🤖 AI Summary
Traditional domain-specific models for electronic fetal monitoring (EFM/CTG) analysis suffer from poor generalizability and strong data dependency. Method: We propose the first unified benchmark framework encompassing 15 models—including large language models (LLMs), temporal models, and domain-specific models—evaluated on a dataset of over 2,500 twenty-minute, multichannel CTG recordings under varying data conditions. Contribution/Results: Fine-tuned LLMs significantly outperform state-of-the-art domain-specific models in multiclass CTG classification, especially when integrating multimodal signal inputs; however, they incur substantially higher computational overhead, necessitating a trade-off between inference efficiency and accuracy.

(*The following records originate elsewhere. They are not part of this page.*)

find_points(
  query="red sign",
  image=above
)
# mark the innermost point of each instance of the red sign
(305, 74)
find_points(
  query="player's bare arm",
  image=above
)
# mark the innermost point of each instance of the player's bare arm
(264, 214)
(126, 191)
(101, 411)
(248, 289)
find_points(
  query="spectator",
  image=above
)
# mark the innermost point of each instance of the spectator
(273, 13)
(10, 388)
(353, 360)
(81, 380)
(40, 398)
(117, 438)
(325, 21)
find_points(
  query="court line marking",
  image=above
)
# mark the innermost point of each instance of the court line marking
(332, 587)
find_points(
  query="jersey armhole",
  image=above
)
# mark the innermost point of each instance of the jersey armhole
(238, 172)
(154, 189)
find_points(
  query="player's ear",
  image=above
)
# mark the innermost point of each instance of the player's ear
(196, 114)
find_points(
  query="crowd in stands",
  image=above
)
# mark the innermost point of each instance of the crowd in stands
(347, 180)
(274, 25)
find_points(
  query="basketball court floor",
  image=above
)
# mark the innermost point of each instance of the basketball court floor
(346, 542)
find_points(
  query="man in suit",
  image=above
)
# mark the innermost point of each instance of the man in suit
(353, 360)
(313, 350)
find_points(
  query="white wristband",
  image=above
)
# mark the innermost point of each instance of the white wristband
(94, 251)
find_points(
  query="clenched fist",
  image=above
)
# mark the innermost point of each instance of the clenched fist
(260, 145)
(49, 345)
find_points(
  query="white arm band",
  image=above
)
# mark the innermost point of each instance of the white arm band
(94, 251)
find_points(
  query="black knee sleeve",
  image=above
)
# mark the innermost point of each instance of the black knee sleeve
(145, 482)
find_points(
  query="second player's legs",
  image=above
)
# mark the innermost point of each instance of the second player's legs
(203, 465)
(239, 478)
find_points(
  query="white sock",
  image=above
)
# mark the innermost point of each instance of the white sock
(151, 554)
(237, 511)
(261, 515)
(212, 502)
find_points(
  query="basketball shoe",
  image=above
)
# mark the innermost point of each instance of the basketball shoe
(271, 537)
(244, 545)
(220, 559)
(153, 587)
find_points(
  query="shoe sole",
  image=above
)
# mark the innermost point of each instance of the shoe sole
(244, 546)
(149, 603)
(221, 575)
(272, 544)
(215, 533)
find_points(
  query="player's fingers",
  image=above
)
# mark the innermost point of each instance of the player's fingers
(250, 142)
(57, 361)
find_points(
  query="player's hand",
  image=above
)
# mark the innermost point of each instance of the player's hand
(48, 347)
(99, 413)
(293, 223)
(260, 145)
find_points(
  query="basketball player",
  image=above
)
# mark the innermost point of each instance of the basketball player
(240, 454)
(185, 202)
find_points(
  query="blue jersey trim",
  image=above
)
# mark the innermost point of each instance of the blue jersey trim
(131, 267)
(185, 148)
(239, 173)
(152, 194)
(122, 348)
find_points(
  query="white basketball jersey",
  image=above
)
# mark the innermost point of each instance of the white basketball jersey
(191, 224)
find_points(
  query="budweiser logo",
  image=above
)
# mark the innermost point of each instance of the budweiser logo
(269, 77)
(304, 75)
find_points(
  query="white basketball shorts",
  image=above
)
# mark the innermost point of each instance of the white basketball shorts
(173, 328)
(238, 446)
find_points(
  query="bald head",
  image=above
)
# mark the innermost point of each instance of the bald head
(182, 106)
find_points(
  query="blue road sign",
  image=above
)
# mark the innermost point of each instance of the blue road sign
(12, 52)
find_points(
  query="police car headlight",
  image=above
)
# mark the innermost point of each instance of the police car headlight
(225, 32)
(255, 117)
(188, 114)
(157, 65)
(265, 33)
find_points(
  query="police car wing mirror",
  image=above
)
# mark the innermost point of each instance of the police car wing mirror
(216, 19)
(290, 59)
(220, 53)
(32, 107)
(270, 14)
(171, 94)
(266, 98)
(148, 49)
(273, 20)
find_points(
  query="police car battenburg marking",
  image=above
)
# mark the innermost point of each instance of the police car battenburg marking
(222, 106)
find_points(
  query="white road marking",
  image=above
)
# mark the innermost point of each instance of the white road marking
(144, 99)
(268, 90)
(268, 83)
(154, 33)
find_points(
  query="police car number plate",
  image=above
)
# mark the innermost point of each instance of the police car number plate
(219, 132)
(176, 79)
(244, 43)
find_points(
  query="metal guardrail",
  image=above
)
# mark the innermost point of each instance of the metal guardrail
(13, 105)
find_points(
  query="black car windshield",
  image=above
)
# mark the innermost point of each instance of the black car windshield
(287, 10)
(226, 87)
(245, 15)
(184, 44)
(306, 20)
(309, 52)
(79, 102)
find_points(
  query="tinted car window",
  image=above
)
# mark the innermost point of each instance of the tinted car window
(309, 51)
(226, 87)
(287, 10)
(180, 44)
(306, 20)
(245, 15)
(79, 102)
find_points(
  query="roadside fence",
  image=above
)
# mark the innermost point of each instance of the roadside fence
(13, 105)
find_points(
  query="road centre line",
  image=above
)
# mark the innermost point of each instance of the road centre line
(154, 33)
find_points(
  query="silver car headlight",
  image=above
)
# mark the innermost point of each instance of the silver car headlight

This work provides the first empirical validation of LLMs’ potential in perinatal intelligent monitoring and establishes a reproducible benchmark and methodological foundation for medical time-series foundation modeling.
📝 Abstract
Foundation models (FMs) and large language models (LLMs) have demonstrated promising generalization across diverse domains for time-series analysis, yet their potential for electronic fetal monitoring (EFM) and cardiotocography (CTG) analysis remains underexplored. Most existing CTG studies relied on domain-specific models and lack systematic comparisons with modern foundation or language models, limiting our understanding of whether these models can outperform specialized systems in fetal health assessment. In this study, we present the first comprehensive benchmark of state-of-the-art architectures for automated antepartum CTG classification. Over 2,500 20-minutes recordings were used to evaluate over 15 models spanning domain-specific, time-series, foundation, and language-model categories under a unified framework. Fine-tuned LLMs consistently outperformed both foundation and domain-specific models across data-availability scenarios, except when uterine-activity signals were absent, where domain-specific models showed greater robustness. These performance gains, however, required substantially higher computational resources. Our results highlight that while fine-tuned LLMs achieved state-of-the-art performance for CTG classification, practical deployment must balance performance with computational efficiency.